如果您使用预定义的谓词between(+Low, +High, ?Value):
primeNumber(A) :-
L is floor(sqrt(A)),
\+ (between(2, L, X),
0 is A mod X).
为了进一步减少迭代次数,您只需要测试奇数模块:
primeNumber(2).
primeNumber(A) :-
A > 2,
\+ 0 is A mod 2,
L is floor(sqrt(A) / 2),
\+ (between(1, L, X),
0 is A mod (1 + 2*X)).
Kay 已经提供了对损坏程序的工作修改。我将对损坏的内容进行简单分析。
在 Prolog 中解决问题时,最好能够在逻辑上先写出您想要的内容。在这种情况下,您似乎想要声明:
A number, A, is prime if, for each number B < A, the value of A mod B is non-zero.
可能有几种方法可以将其直接渲染到 Prolog 中,Kay 展示了其中一种。
但是,按照原始规则的编写方式,他们说:
A number, A, is prime if:
(Rule 1) The value of A mod B, for a given value of B, is 1 and is also A.

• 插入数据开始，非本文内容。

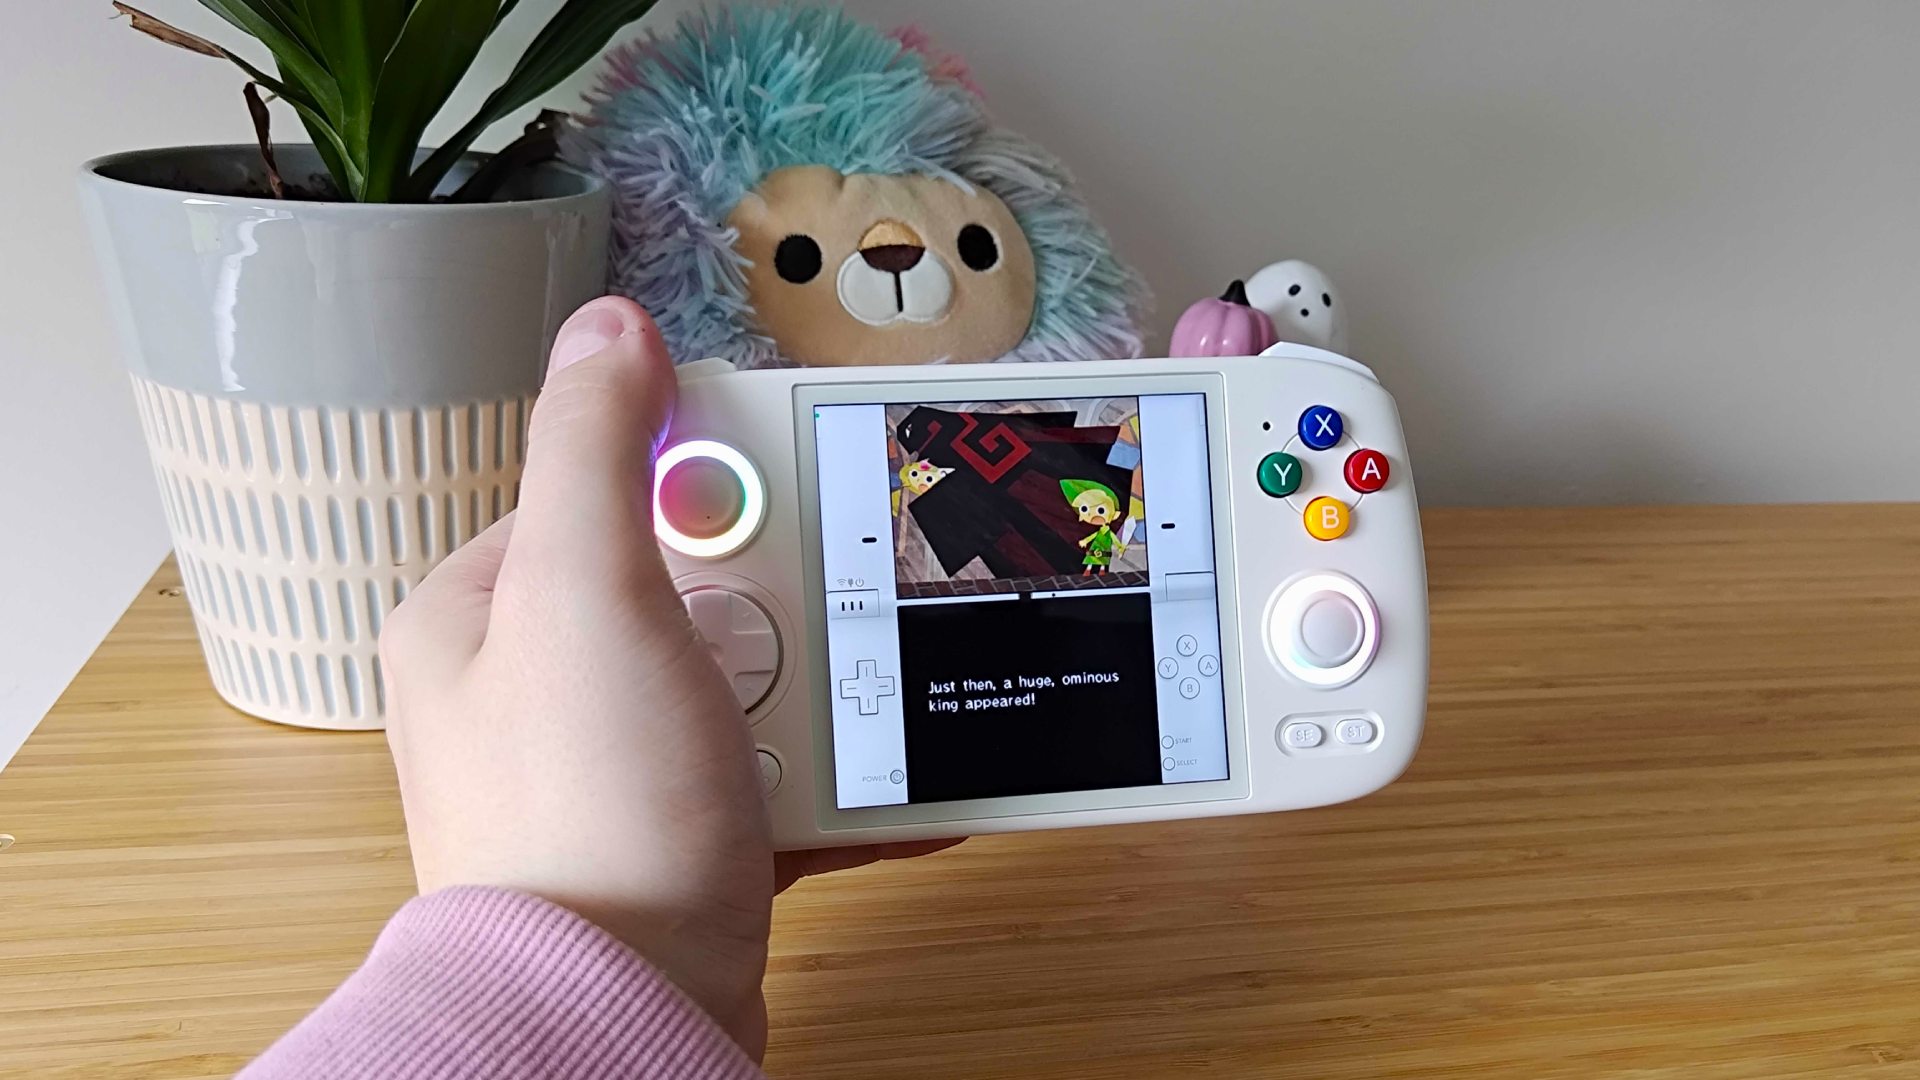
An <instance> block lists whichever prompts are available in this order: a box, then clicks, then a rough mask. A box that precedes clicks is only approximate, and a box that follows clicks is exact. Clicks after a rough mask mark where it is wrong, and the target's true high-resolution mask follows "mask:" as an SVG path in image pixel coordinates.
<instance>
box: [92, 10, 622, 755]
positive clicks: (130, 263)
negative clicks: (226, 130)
mask: <svg viewBox="0 0 1920 1080" xmlns="http://www.w3.org/2000/svg"><path fill="white" fill-rule="evenodd" d="M200 2H202V4H204V6H205V8H209V10H213V12H215V13H219V15H221V17H223V19H227V23H230V25H232V27H234V29H236V31H240V35H244V37H250V38H253V42H257V46H263V48H265V52H267V54H271V58H273V61H271V67H265V65H257V63H253V61H250V60H246V58H244V56H240V54H236V52H232V50H228V48H227V46H223V44H215V42H211V40H207V38H200V37H194V35H188V33H184V31H179V29H175V27H171V25H167V23H161V21H159V19H154V17H152V15H148V13H144V12H138V10H134V8H129V6H125V4H113V6H115V8H117V10H119V12H121V13H125V15H129V17H131V21H132V27H134V29H138V31H142V33H146V35H152V37H156V38H159V40H165V42H169V44H175V46H180V48H186V50H192V52H198V54H204V56H213V58H221V60H227V61H230V63H236V65H238V67H240V69H242V73H244V77H246V79H244V88H242V96H240V98H236V113H238V108H240V104H242V100H244V104H246V111H248V113H250V115H252V123H253V133H255V140H253V144H246V146H186V148H169V150H142V152H131V154H115V156H109V158H102V160H96V161H90V163H86V165H84V169H83V175H81V186H83V200H84V204H86V211H88V219H90V229H92V234H94V244H96V248H98V256H100V263H102V269H104V275H106V284H108V300H109V304H111V311H113V321H115V325H117V331H119V338H121V348H123V352H125V356H127V363H129V369H131V375H132V388H134V396H136V400H138V405H140V417H142V425H144V429H146V438H148V448H150V454H152V463H154V475H156V479H157V480H159V492H161V500H163V502H165V507H167V519H169V527H171V532H173V546H175V552H177V555H179V563H180V575H182V577H184V580H186V594H188V598H190V603H192V609H194V621H196V626H198V632H200V640H202V646H204V650H205V655H207V667H209V671H211V676H213V684H215V688H217V690H219V692H221V696H223V698H225V700H227V701H228V703H232V705H234V707H238V709H242V711H246V713H252V715H255V717H263V719H269V721H280V723H292V724H303V726H326V728H376V726H380V724H382V713H384V705H386V701H384V686H382V676H380V665H378V657H376V651H374V638H376V634H378V630H380V621H382V617H384V615H386V613H388V611H390V609H392V607H394V605H396V603H397V601H399V600H403V598H405V594H407V590H409V588H413V586H415V584H419V580H420V578H422V577H424V575H426V571H428V569H432V565H434V563H436V561H438V559H442V557H444V555H445V553H447V552H451V550H453V548H457V546H459V544H463V542H465V540H467V538H470V536H472V534H474V532H478V530H480V528H484V527H486V525H490V523H492V521H495V519H497V517H501V515H503V513H505V511H507V509H511V507H513V505H515V502H516V496H518V477H520V457H522V450H524V430H526V427H524V425H526V415H528V407H530V404H532V398H534V394H536V392H538V388H540V380H541V373H543V361H545V352H547V346H549V344H551V340H553V334H555V331H557V329H559V325H561V321H564V319H566V315H568V313H570V311H572V309H574V307H576V306H578V304H582V302H586V300H589V298H593V296H597V294H599V292H601V288H603V284H605V259H607V229H609V194H607V190H605V184H603V181H599V179H593V177H588V175H582V173H576V171H572V169H566V167H563V165H559V163H555V161H553V160H551V156H553V154H551V148H553V138H555V125H557V123H561V117H557V115H555V113H547V115H543V117H541V119H540V121H536V123H534V125H530V127H528V131H526V135H522V136H520V138H518V140H515V142H513V144H509V148H507V150H501V152H499V154H497V156H482V154H472V152H470V150H468V148H470V146H472V142H474V138H478V136H480V135H482V133H484V131H486V129H488V127H490V125H493V123H497V121H499V119H501V117H505V115H507V113H511V111H515V110H518V108H522V106H526V104H528V102H532V100H536V98H538V96H540V94H545V92H547V90H551V88H553V86H555V85H559V83H561V79H564V77H566V75H570V73H572V71H574V69H578V67H580V65H582V63H586V61H588V60H591V58H593V56H595V54H599V50H601V48H603V46H605V44H607V42H609V40H611V38H612V35H614V33H616V31H620V29H622V27H626V25H628V23H632V21H634V19H637V17H639V15H643V13H645V12H647V8H651V6H653V0H564V4H561V8H559V10H557V12H555V13H553V17H551V19H549V21H547V25H545V29H541V31H540V35H538V37H536V38H534V42H532V44H530V46H528V50H526V54H524V56H522V58H520V60H518V63H516V65H515V67H513V71H511V73H509V75H507V79H505V81H503V83H501V85H499V88H495V90H493V92H492V94H490V96H488V98H486V102H484V104H482V106H480V111H478V113H476V115H474V117H472V119H468V121H467V123H465V125H463V127H461V129H459V133H457V135H455V136H453V138H449V140H447V142H444V144H442V146H438V148H422V146H420V138H422V133H424V129H426V125H428V121H432V119H434V117H436V115H438V113H440V111H442V108H444V106H445V102H447V98H449V94H451V92H453V88H455V85H457V83H459V81H461V77H463V75H465V73H467V69H468V67H470V65H472V61H474V56H476V54H478V52H480V46H482V44H484V42H486V40H488V37H492V33H493V31H495V29H497V27H499V25H501V21H503V19H505V17H507V13H509V12H511V10H513V8H515V4H516V0H200ZM269 71H271V73H269ZM269 98H278V100H280V102H286V104H288V106H292V108H294V111H296V113H298V115H300V121H301V123H303V127H305V131H307V136H309V138H311V142H309V144H298V146H290V144H278V142H275V138H273V136H271V131H269V110H267V102H269Z"/></svg>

OR (Rule 2) B < A and Rule 1 is satisfied with A and B+1.
如您所见,定义的规则有一些问题:
编辑
回到使用模运算符对素数的第一个定义,我们可以将其转换为 Prolog,如下所示:
is_prime(N) :- % N is prime if...
N > 1, % N > 1, and
non_divisible_from(N, 2). % N is non-divisible by everything from 2 to N-1
non_divisible_from(N, D) :- % N is non-divisible by D through N-1 if...
N =< D. % D >= N
% --OR--
non_divisible_from(N, D) :- % N is non-divisible from D to N-1 if...
N > D, % N > D, and
N mod D =\= 0, % N is non-divisible by D, and
D1 is D + 1, % N is non-divisible by D+1 to N-1
non_divisible_from(N, D1).
除了他使用 Prolog if-then-else 结构外,这个逻辑与 Kay 的基本相同。